Since NCD issued this statement, businesses small and large--and the state and federal agencies that regulate them--have had four more years (nearly 26 total years now) to ensure compliance with the reasonable and balanced requirements of the ADA, and yet legislation that seeks to place the onus on the person with a disability who is prevented from spending their money to purchase goods and services from an inaccessible business is again under consideration by this Committee. While we all support small businesses and appreciate the valuable role they play in our economy, opening a business necessarily entails adherence to certain rules. For over 50 years, federal law prohibits businesses from engaging in discrimination based on race, religion, or sex, and for 26 years, they have been required to make their businesses accessible to people with disabilities. These requirements are widely known and ascertainable by any responsible business owner. Shifting the responsibility to aggrieved individuals with disabilities who may already have suffered the indignity of discrimination is bad national policy, and it is an unacceptable and unprecedented rollback of the “…guarantee [of] fair and just access to the fruits of American life which we all must be able to enjoy…” that George H.W. Bush recognized the ADA to be when he signed this landmark legislation. At the signing, President Bush declared eloquently, “[W]e rejoice as this barrier falls for claiming together we will not accept, we will not excuse, we will not tolerate discrimination in America.”[2]

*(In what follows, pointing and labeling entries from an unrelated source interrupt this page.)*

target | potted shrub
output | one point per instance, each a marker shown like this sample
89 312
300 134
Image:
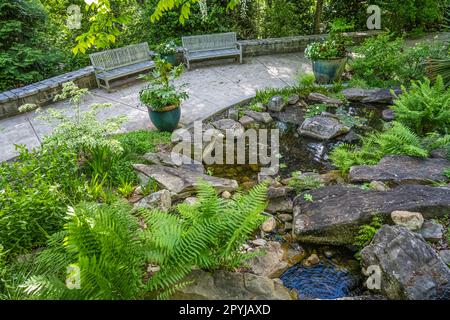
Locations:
330 56
167 51
161 96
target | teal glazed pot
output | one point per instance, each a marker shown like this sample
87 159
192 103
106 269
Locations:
166 119
328 71
171 58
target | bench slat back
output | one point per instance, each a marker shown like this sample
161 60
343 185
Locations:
210 41
115 58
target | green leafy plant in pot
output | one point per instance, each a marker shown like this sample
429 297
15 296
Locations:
167 51
330 56
161 96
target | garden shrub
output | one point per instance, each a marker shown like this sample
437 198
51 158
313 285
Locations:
34 193
424 108
104 247
208 234
384 61
111 249
26 55
398 140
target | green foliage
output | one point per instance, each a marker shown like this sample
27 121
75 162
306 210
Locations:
378 59
412 15
25 53
104 247
425 107
440 67
306 80
399 139
384 61
82 131
348 120
367 231
335 46
161 92
308 197
102 253
447 173
208 234
167 48
301 182
105 25
287 18
126 188
34 193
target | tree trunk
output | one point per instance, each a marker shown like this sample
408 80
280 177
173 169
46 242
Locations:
318 16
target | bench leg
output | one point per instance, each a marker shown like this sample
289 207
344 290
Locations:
98 82
108 88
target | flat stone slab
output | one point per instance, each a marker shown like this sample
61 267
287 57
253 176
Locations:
410 268
224 285
165 159
322 128
382 96
336 212
181 181
401 170
212 89
321 98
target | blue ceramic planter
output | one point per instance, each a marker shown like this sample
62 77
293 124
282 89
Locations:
167 119
328 71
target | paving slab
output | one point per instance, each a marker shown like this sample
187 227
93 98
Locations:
212 87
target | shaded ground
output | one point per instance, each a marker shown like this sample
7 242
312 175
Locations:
211 88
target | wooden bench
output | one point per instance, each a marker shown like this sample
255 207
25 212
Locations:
211 46
117 63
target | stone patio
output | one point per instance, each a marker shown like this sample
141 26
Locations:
211 88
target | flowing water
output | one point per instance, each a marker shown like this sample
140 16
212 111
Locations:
321 281
331 278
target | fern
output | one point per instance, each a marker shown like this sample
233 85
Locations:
424 108
103 242
398 140
111 250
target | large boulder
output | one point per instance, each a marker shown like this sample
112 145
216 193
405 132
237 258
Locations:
180 181
322 128
410 268
276 259
336 212
401 170
224 285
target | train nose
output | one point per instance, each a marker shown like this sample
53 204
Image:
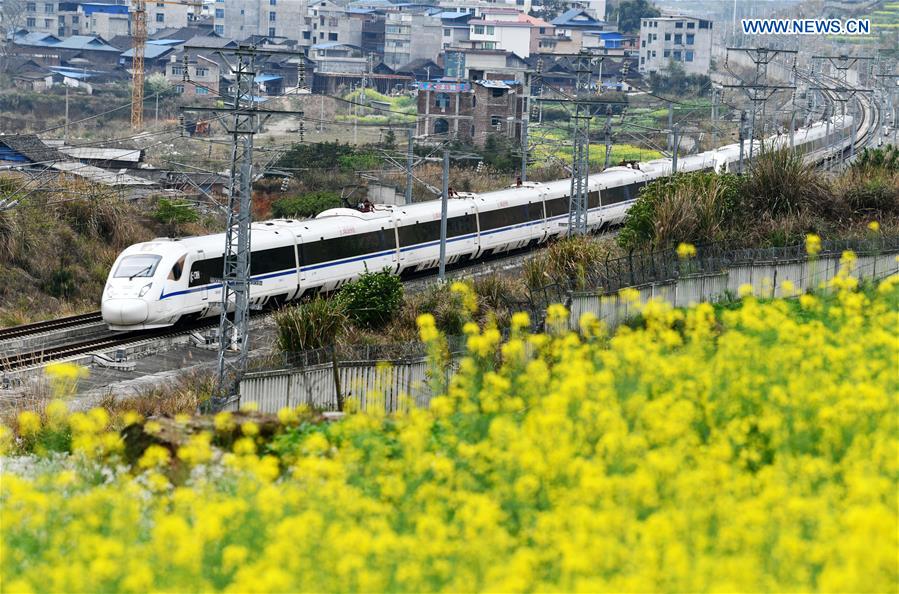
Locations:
125 312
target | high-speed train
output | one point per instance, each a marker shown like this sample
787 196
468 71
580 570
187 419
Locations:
156 283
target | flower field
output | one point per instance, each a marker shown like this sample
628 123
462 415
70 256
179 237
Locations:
746 447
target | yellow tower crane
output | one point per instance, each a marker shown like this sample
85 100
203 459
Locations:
139 42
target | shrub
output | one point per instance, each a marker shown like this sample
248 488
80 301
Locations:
311 325
691 208
372 300
174 212
780 182
306 205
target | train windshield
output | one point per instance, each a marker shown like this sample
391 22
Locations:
137 266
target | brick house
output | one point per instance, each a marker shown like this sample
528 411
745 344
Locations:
470 110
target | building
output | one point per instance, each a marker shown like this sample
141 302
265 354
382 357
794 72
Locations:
682 39
506 29
469 110
571 26
410 35
239 19
326 22
200 77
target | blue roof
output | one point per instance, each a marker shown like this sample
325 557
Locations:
576 18
86 42
150 51
90 8
39 39
71 73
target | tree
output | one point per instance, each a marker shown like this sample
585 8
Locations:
631 12
306 205
12 17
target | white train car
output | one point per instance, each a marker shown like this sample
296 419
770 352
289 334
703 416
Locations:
156 283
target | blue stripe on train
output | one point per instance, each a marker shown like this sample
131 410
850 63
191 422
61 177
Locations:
368 256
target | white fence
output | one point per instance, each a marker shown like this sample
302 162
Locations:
766 279
385 385
398 384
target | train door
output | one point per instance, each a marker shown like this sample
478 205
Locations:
204 292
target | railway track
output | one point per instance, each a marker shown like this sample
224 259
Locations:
20 361
26 330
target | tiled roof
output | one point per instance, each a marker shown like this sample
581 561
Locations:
32 148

Discrimination remains as intolerable as it was 26 years ago when a bipartisan movement lead this country to declare that barriers to participation for people with disabilities was unacceptable, and as we did four years ago when this Committee considered similar legislation, NCD recommends that Congress follow its own careful considerations when enacting the ADA and reject these unnecessary amendments.

Respectfully,

Clyde Terry
Chairperson




[1] National Council on Disability, NCD Statement for the Record – House Judiciary Subcommittee on the Constitution Hearing on “Access (ADA Compliance for Customer Entry to Stores and Services) Act” June 27, 2012. Available from:www.ncd.gov/newsroom/Testimony.06272012  

[2] George H.W. Bush, “Statement on Signing the Americans with Disabilities Act of 1990,” July 26, 1990.